Most electronic health records (EHRs) are designed around an acute illness model [8] and many medical practices organize care and documentation using both paper charts and/or an EHR system. An informal query of the regional liver transplantation center and surrounding hepatology practices revealed data management systems using a combination of paper and EHR formats with no integration, automation, or centralization of the HCV quality care indicators. Dorr [8] reports that this lack of integration and centralization increases the likelihood that vital components of patient care will be overlooked or arbitrarily executed with adverse effects on patient satisfaction, treatment outcomes, and quality of care.
Multiple studies have reported a lack of clinician compliance with clinical guidelines in the management of patients with HCV [9–15]. Most recently, Kanwal et al. evaluated a nationwide health insurance database and found that only 18.5% of patients with HCV received all of the Centers for Medicare & Medicaid Services (CMS) quality indicators [9]. The researchers concluded that the current processes of care and compliance with quality indicators falls short of clinical guideline recommendations [9]. These deficiencies correlate with the “quality chasm” of chronic health care in the United States described by the Institute of Medicine (IOM). The IOM postulated that improving the processes of care, proficiently translating evidence into practice, and effectively utilizing information technology could mitigate the chasm [16].

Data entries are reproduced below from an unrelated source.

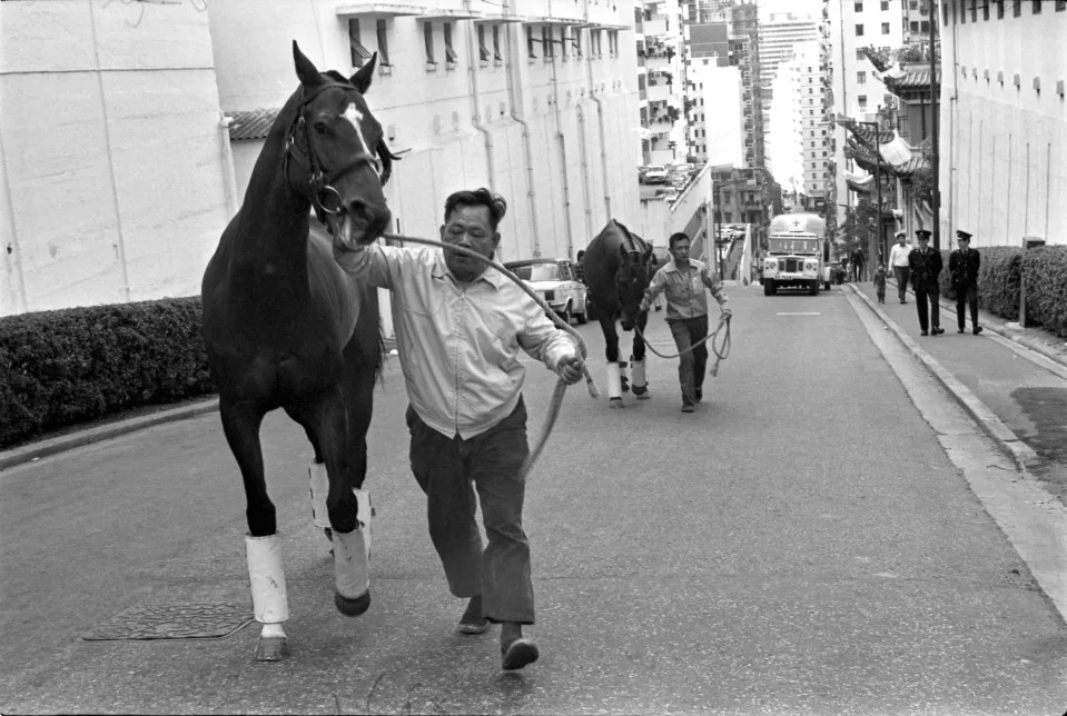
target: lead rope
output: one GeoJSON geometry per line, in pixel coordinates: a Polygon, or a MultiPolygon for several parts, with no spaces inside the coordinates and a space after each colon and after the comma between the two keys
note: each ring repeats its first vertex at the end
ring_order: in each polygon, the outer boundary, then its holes
{"type": "MultiPolygon", "coordinates": [[[[544,299],[537,296],[537,294],[534,292],[534,290],[530,288],[525,284],[525,281],[523,281],[521,278],[518,278],[517,276],[508,271],[506,268],[504,268],[502,265],[494,261],[493,259],[486,258],[482,256],[481,253],[478,253],[477,251],[464,248],[462,246],[454,246],[452,243],[442,243],[441,241],[434,241],[432,239],[419,239],[413,236],[402,236],[399,233],[386,233],[384,236],[385,238],[392,239],[395,241],[409,241],[412,243],[423,243],[425,246],[435,246],[442,249],[447,248],[458,253],[463,253],[464,256],[470,256],[472,258],[475,258],[482,261],[483,263],[485,263],[486,266],[491,266],[497,271],[500,271],[501,274],[503,274],[504,276],[506,276],[508,279],[511,279],[515,284],[515,286],[521,288],[527,296],[530,296],[530,298],[534,299],[537,306],[540,306],[541,308],[545,310],[549,318],[552,319],[553,324],[555,324],[559,328],[562,328],[563,330],[565,330],[571,336],[571,339],[574,340],[575,345],[577,345],[579,351],[582,354],[582,372],[585,376],[585,386],[589,389],[589,395],[592,398],[600,397],[600,390],[596,389],[596,384],[593,381],[593,376],[589,371],[589,366],[585,365],[585,356],[587,355],[589,350],[585,347],[585,341],[582,339],[582,336],[579,335],[579,332],[574,330],[570,324],[567,324],[562,318],[560,318],[556,315],[556,312],[549,307],[549,305],[544,301],[544,299]]],[[[549,436],[552,434],[552,428],[555,426],[556,417],[559,417],[560,415],[560,408],[563,405],[563,396],[566,395],[566,388],[567,388],[567,382],[563,378],[560,378],[559,380],[556,380],[555,389],[552,391],[552,401],[549,404],[549,411],[545,415],[544,427],[541,429],[541,436],[537,438],[537,441],[534,444],[533,448],[530,450],[530,455],[526,456],[526,459],[523,460],[522,466],[518,468],[518,477],[521,479],[526,478],[526,476],[533,470],[533,466],[537,461],[537,458],[541,457],[541,451],[542,449],[544,449],[545,442],[547,442],[549,436]]]]}
{"type": "Polygon", "coordinates": [[[692,346],[690,346],[690,347],[686,348],[685,350],[683,350],[683,351],[681,351],[681,352],[676,352],[676,354],[670,355],[670,356],[664,356],[664,355],[661,354],[659,350],[656,350],[655,348],[653,348],[653,347],[652,347],[652,344],[650,344],[650,342],[648,341],[648,339],[644,337],[644,334],[641,331],[640,328],[638,328],[638,325],[636,325],[636,324],[634,324],[633,329],[634,329],[634,331],[636,331],[636,334],[638,334],[639,336],[641,336],[641,340],[644,341],[645,347],[646,347],[649,350],[651,350],[652,352],[654,352],[656,356],[659,356],[660,358],[668,358],[668,359],[670,359],[670,358],[680,358],[680,357],[684,356],[685,354],[690,352],[691,350],[693,350],[694,348],[696,348],[698,346],[700,346],[701,344],[710,340],[710,341],[711,341],[711,352],[713,352],[713,354],[715,355],[715,362],[712,364],[711,369],[708,370],[708,375],[710,375],[712,378],[715,378],[715,377],[719,376],[719,364],[720,364],[721,361],[725,360],[725,359],[727,359],[727,356],[730,355],[730,347],[731,347],[731,345],[732,345],[732,339],[730,338],[730,319],[727,318],[724,315],[720,315],[720,316],[719,316],[719,325],[715,327],[715,329],[714,329],[713,331],[709,332],[707,336],[704,336],[703,338],[701,338],[700,340],[698,340],[695,344],[693,344],[692,346]],[[717,346],[715,346],[715,340],[714,340],[714,339],[715,339],[715,337],[719,335],[719,331],[722,330],[723,326],[725,326],[725,329],[727,329],[727,330],[725,330],[725,331],[723,332],[723,335],[722,335],[722,342],[721,342],[721,348],[720,348],[720,347],[717,347],[717,346]]]}

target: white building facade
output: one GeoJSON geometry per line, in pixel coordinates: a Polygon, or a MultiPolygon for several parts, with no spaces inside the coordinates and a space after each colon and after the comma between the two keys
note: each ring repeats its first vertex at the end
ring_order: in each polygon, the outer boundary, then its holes
{"type": "Polygon", "coordinates": [[[379,52],[367,101],[403,157],[386,187],[394,230],[435,236],[445,198],[480,186],[508,201],[503,260],[573,258],[609,217],[641,219],[632,7],[52,0],[0,12],[0,315],[198,294],[266,133],[251,119],[268,122],[297,88],[293,40],[345,74],[379,52]]]}
{"type": "Polygon", "coordinates": [[[940,4],[940,235],[1067,243],[1067,2],[940,4]]]}
{"type": "MultiPolygon", "coordinates": [[[[892,103],[886,86],[875,78],[866,47],[896,49],[903,38],[901,0],[827,0],[832,66],[833,110],[858,121],[873,121],[879,107],[892,103]]],[[[854,203],[846,183],[846,130],[834,127],[837,223],[844,220],[842,203],[854,203]]],[[[810,165],[810,161],[809,161],[810,165]]]]}

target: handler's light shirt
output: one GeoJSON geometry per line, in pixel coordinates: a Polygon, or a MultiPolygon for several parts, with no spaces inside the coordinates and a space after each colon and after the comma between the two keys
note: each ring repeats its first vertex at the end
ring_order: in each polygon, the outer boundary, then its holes
{"type": "Polygon", "coordinates": [[[668,320],[705,316],[708,314],[705,286],[719,301],[719,307],[725,308],[728,299],[725,291],[722,290],[722,281],[715,274],[708,270],[703,261],[689,259],[688,268],[679,268],[672,258],[652,277],[641,306],[648,309],[655,297],[661,291],[665,291],[668,320]]]}
{"type": "Polygon", "coordinates": [[[576,355],[570,336],[493,268],[458,281],[432,247],[374,243],[337,257],[349,274],[393,291],[393,326],[412,407],[442,435],[467,439],[511,415],[525,368],[518,349],[555,370],[576,355]]]}
{"type": "Polygon", "coordinates": [[[889,249],[889,266],[908,266],[908,255],[911,253],[911,245],[905,243],[900,246],[899,243],[893,243],[893,247],[889,249]]]}

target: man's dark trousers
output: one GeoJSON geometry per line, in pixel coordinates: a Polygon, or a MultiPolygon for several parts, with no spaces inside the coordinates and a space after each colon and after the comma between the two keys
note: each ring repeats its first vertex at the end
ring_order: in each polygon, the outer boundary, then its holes
{"type": "Polygon", "coordinates": [[[908,277],[911,276],[911,267],[895,266],[893,276],[897,277],[897,294],[902,301],[908,296],[908,277]]]}
{"type": "Polygon", "coordinates": [[[941,305],[940,305],[941,294],[940,291],[920,291],[919,287],[916,286],[915,289],[915,302],[916,309],[919,311],[919,328],[922,329],[922,332],[926,332],[929,327],[932,325],[935,327],[941,326],[941,305]],[[927,300],[930,301],[930,318],[927,320],[927,300]]]}
{"type": "Polygon", "coordinates": [[[690,346],[708,336],[708,314],[695,318],[681,318],[666,321],[678,352],[682,354],[678,364],[678,381],[682,386],[682,401],[696,402],[696,391],[703,389],[704,368],[708,367],[708,342],[704,341],[688,350],[690,346]]]}
{"type": "Polygon", "coordinates": [[[956,322],[959,326],[960,330],[964,330],[967,327],[967,316],[965,316],[964,308],[970,307],[970,325],[971,328],[978,328],[978,287],[968,286],[967,288],[956,289],[956,322]]]}
{"type": "Polygon", "coordinates": [[[526,406],[464,440],[448,438],[407,408],[412,473],[426,493],[429,538],[456,597],[482,595],[490,621],[534,623],[530,543],[522,527],[525,480],[518,468],[530,454],[526,406]],[[472,485],[473,483],[473,485],[472,485]],[[488,546],[475,521],[475,488],[488,546]]]}

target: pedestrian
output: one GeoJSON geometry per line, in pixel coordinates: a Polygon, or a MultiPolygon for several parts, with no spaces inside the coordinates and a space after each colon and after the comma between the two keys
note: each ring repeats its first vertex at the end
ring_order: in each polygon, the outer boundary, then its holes
{"type": "Polygon", "coordinates": [[[911,267],[908,266],[908,255],[911,253],[911,247],[908,245],[908,235],[903,231],[897,231],[897,242],[889,250],[889,268],[892,269],[893,278],[897,279],[897,294],[900,296],[900,302],[908,302],[908,278],[911,275],[911,267]]]}
{"type": "Polygon", "coordinates": [[[886,265],[879,263],[875,271],[875,294],[878,296],[878,302],[886,302],[886,265]]]}
{"type": "MultiPolygon", "coordinates": [[[[488,189],[453,193],[442,242],[492,258],[506,208],[488,189]]],[[[533,299],[474,258],[381,243],[336,251],[346,271],[395,297],[412,471],[427,497],[429,536],[448,588],[468,599],[458,629],[481,634],[501,624],[502,667],[522,668],[539,650],[522,634],[534,623],[534,598],[518,475],[530,453],[520,349],[569,384],[582,378],[582,358],[533,299]]]]}
{"type": "Polygon", "coordinates": [[[970,248],[971,235],[967,231],[956,232],[956,242],[959,245],[948,257],[948,270],[952,277],[952,290],[956,291],[956,324],[961,334],[967,328],[965,308],[970,307],[971,332],[976,336],[981,332],[978,325],[978,267],[981,257],[978,250],[970,248]]]}
{"type": "Polygon", "coordinates": [[[919,311],[919,329],[922,336],[930,334],[939,336],[945,332],[941,328],[941,287],[938,284],[938,276],[941,274],[941,252],[930,248],[930,231],[919,229],[915,233],[919,239],[919,248],[911,249],[908,255],[908,266],[911,269],[911,285],[915,287],[916,309],[919,311]],[[928,300],[929,321],[927,321],[928,300]]]}
{"type": "Polygon", "coordinates": [[[708,366],[708,344],[694,344],[708,336],[708,295],[704,287],[719,301],[727,320],[733,315],[728,306],[722,281],[713,271],[709,271],[703,261],[689,258],[690,240],[686,233],[679,231],[668,239],[671,260],[652,277],[652,282],[641,299],[641,310],[649,306],[661,292],[666,296],[666,325],[671,328],[674,345],[682,354],[679,357],[678,380],[682,388],[682,412],[693,412],[703,395],[704,368],[708,366]]]}
{"type": "Polygon", "coordinates": [[[859,284],[863,280],[863,266],[867,263],[867,257],[863,256],[863,248],[859,245],[852,250],[852,280],[859,284]]]}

Wagner’s Chronic Care Model aligns with the IOM recommendations and provides a theoretical perspective to the design of the HCV clinical decision support system (CDSS) [17]. The Chronic Care Model proposes that the complex demands of chronic illness management are best coordinated using a centralized and integrated clinical information system that supports the ability of clinicians to see a dynamic picture of all patient data to better plan, deliver, and monitor care [17]. These features facilitate a healing relationship between patients and caregivers through the administration of meticulous coordination of care and increased attention to those with poor compliance [17].

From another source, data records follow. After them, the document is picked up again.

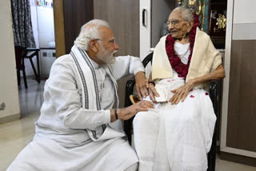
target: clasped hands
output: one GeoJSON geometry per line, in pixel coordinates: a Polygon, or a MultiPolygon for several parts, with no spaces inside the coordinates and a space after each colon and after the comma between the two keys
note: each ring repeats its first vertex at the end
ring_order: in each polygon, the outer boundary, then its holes
{"type": "MultiPolygon", "coordinates": [[[[145,98],[146,96],[150,95],[152,101],[157,102],[154,97],[159,97],[159,94],[158,93],[154,85],[152,83],[148,83],[148,81],[143,72],[138,72],[135,75],[135,82],[136,90],[140,99],[142,97],[145,98]]],[[[170,102],[172,105],[177,105],[180,101],[183,102],[186,99],[186,97],[194,88],[194,82],[193,80],[190,80],[179,88],[171,90],[170,92],[173,93],[174,95],[169,100],[169,102],[170,102]]]]}

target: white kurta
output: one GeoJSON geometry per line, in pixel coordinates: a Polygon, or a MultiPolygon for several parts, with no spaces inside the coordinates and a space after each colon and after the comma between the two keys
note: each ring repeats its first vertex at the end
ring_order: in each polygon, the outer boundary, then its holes
{"type": "MultiPolygon", "coordinates": [[[[138,58],[116,58],[113,73],[118,80],[144,71],[138,58]]],[[[121,121],[110,123],[110,109],[115,99],[113,82],[102,66],[95,69],[102,110],[82,109],[81,83],[70,55],[54,63],[44,91],[44,103],[36,122],[36,134],[8,170],[125,170],[138,161],[134,150],[123,137],[94,141],[86,129],[109,124],[122,129],[121,121]]],[[[122,131],[120,131],[122,133],[122,131]]]]}
{"type": "MultiPolygon", "coordinates": [[[[186,53],[187,48],[189,44],[174,44],[185,64],[190,53],[186,53]]],[[[174,78],[156,85],[167,92],[168,100],[173,95],[170,90],[185,83],[184,78],[173,72],[174,78]]],[[[139,171],[206,171],[215,121],[212,102],[203,89],[190,92],[178,105],[155,104],[155,109],[137,113],[134,134],[139,171]]]]}

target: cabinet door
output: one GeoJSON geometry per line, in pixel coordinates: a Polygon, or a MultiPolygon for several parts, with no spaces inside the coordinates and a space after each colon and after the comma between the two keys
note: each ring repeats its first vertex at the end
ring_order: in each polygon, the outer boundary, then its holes
{"type": "MultiPolygon", "coordinates": [[[[139,56],[139,1],[94,0],[94,18],[106,20],[119,45],[118,55],[139,56]]],[[[124,106],[127,78],[118,81],[120,107],[124,106]]]]}

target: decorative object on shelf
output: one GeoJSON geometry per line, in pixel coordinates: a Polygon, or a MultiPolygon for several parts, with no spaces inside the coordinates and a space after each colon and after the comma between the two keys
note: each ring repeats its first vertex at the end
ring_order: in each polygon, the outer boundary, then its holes
{"type": "Polygon", "coordinates": [[[217,49],[225,49],[226,26],[226,1],[212,0],[209,34],[217,49]]]}

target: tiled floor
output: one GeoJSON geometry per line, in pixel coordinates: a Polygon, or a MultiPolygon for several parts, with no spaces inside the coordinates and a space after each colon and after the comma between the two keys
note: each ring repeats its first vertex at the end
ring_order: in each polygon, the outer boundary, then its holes
{"type": "MultiPolygon", "coordinates": [[[[34,121],[39,117],[43,101],[44,83],[28,80],[28,89],[22,85],[19,88],[22,119],[0,125],[0,171],[6,170],[17,154],[33,139],[34,121]]],[[[256,168],[218,158],[216,171],[256,171],[256,168]]]]}

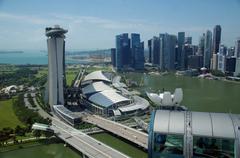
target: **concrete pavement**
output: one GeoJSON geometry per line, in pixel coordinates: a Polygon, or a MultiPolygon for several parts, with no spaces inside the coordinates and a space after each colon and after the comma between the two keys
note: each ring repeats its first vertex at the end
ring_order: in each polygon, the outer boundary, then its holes
{"type": "Polygon", "coordinates": [[[97,115],[86,114],[86,116],[82,119],[85,122],[95,124],[98,127],[121,136],[145,149],[148,148],[148,134],[146,133],[140,132],[120,123],[107,120],[97,115]]]}
{"type": "Polygon", "coordinates": [[[52,127],[59,138],[89,158],[128,158],[121,152],[76,130],[57,118],[52,118],[52,127]]]}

Active CDSSs are programmed with evidence-based knowledge that is intelligently filtered to summarize patient-specific information according to disease-specific algorithms [18]. A CDSS can reduce the excessive time required to retrieve pertinent data during a clinical visit especially if it is integrated with the Electronic Health Record (EHR) database and workflow [19]. Numerous studies have documented the benefits of a CDSS integrated into an EHR to improve clinical performance related to immunization completion, guideline adherence, medication dosing, and chronic health management for conditions such as asthma, hypertension, and HIV [18–24].
As health systems move toward the Accountable Care Model, pre-determined outcomes will be increasingly measured and incentivized for compliance with the CMS quality indicators [25]. CMS has defined, eight HCV treatment quality indicators including genotype testing, offering/prescribing treatment, baseline and twelve-week viral load testing, documentation of hepatitis A and B vaccinations, alcohol abstinence counseling, and pregnancy prevention counseling [26]. A CDSS should enhance HCV treatment quality, however, no studies have been published to date that evaluate the use of a CDSS to support the completion of HCV quality indicators.
2. Objectives
The purpose of this case report is to describe the development and implementation of an HCV quality indicator-specific CDSS while piloting data collection methods to evaluate the impact of the CDSS on quality indicator completion and patient reminders as a framework for future studies.
2.1 Setting
This study was conducted at a multi-physician gastroenterology practice in the Midwest that serves as a referral center for six surrounding counties. In this practice all HCV patients are managed by a nurse practitioner with the administrative support of a medical assistant. Although the clinic has used an EHR since 2003, the EHR did not sufficiently support the complex surveillance and dynamic interaction that is required for managing HCV patients. Prior to the development of the CDSS, patient tracking was accomplished via the EHR augmented with paper and software-based spreadsheets that were not integrated into or synchronized with the EHR. The spreadsheets were scanned into separate files in various sections of the electronic record, which resulted in a segregated format for storing and documenting office visits, laboratory results, and patient communication logs. This disparate system demanded excessive clinician time and effort to access pertinent, patient data that was scattered throughout the patient’s e-record.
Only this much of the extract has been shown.